籠の中から物のように取り出される少女だったが、触れたアザミの胸の柔らかさと暖かさに絆され、思わず安堵の表情を浮かべる。
その際、アザミが悲痛げに顔を歪めていたことには、気づかずにいた。
「……こんなに痩せて、冷たくなって。すぐあっためてあげるからね…」
震えた、感情を押し殺したような声の響きに、少女がスッと顔を上げる。
きつく唇を噛み締め、眉間に皺を寄せて何かに耐えるような表情を浮かべていたアザミは、見られていることに気づくと慌てて笑みを浮かべ、少女の手を引いて歩き出した。
「ほ〜ら、ここだよ。あたしの今住んでるお家……っていうか、お師匠の今の家だけどね」
「おし、しょう…?」
「うん、あたしの薬作りの師匠」
照れ臭そうに笑うアザミに示され、少女は彼女が向かっている方を見やる。そして、驚きで目を丸くする。
少女がまず初めに抱いた感想は、これも家なのか、というものだった。
周りの樹よりも大きく、しかし根本から上がへし折れたように無くなっている大樹の根の間。自分が逃げ込んだ熊の巣穴のようなそこに、壁と窓と簡素な扉が取り付けられている。
以前父と共に暮らしていた荒屋とそう変わらないような、しかし初めて見る形の家だった。
「ちょ〜っと気難しい人だけどさ、慣れれば優しい人だってわかるよ。あとお人好しでね、君だってすぐ受け入れてくれるよ。だいじょ〜ぶ!」
少女が家の形に注目していることに気付かず、アザミは安心させようと頭を撫でながら、戯けたように語りかける。
目を丸くして立ち尽くす少女の手を引き、うっすらと灯りがついたその家に手を引いて歩く。不安と怯えで、必死にしがみついてくる少女に苦笑しつつ、アザミは勢いよく扉を開け放った。
「お師匠〜、ただいま〜」
間延びした調子で、家の中にいた人物に帰宅を告げるアザミ。それに手を引かれ、おずおずとためらいがちに足を踏み入れる少女。

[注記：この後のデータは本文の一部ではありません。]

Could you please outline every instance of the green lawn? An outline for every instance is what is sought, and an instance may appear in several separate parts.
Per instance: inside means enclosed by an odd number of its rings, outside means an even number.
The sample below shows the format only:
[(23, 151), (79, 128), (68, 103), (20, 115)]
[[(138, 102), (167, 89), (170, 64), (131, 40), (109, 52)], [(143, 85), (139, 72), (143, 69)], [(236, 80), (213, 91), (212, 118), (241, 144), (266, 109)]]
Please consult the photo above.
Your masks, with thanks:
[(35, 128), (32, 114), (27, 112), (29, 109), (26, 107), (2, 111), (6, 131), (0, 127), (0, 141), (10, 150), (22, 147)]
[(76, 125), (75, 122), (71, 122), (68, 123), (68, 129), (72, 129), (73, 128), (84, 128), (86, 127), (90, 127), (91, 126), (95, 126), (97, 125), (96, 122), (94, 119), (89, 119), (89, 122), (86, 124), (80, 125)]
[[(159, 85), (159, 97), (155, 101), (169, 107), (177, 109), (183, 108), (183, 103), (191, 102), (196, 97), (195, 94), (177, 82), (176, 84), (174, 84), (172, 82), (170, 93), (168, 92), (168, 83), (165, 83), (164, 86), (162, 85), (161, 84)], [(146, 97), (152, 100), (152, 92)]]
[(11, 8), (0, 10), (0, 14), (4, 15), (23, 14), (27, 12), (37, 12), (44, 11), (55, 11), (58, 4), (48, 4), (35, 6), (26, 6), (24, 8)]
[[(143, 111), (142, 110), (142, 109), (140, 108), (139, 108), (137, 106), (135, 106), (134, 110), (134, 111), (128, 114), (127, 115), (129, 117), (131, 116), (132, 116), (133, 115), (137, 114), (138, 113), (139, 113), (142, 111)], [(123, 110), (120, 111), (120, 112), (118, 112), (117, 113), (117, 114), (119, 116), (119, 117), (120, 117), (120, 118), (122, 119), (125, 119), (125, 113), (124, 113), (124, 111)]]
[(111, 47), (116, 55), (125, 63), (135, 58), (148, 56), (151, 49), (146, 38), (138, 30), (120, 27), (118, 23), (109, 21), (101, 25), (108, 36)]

敷居の向こう側に入った瞬間、少女の鼻を襲ったのは奇妙な匂いだった。
草木の匂いとも、水の匂いとも、父の体臭とも異なる、表現し難い鼻先に刺さるような独特な匂い。それが、部屋中のあらゆる場所から漂い、少女の全身を包み込んでくる。
その出所が、壁に取り付けられた無数の箱や、机の上に置かれた紙の束だと気づくまで、少し時間を要する。そしてそれが『本』という物であることを、少女は後になって知った。
「いや〜、今日はひどい雨だったよ〜。もうちょっと採集してから帰ろうかと思ったんだけどさ、お土産連れてきたから早めがいいかな〜って思ってさ」
アザミはそう言いながら、腰に巻いていた袋を外し、台の上でひっくり返してぶちまけていく。
どさどさと落ちてきたのは、さまざまな形状の葉や実、種に根。少女には見分けがつかないような、似たり寄ったりの外見の草木のかけらだった。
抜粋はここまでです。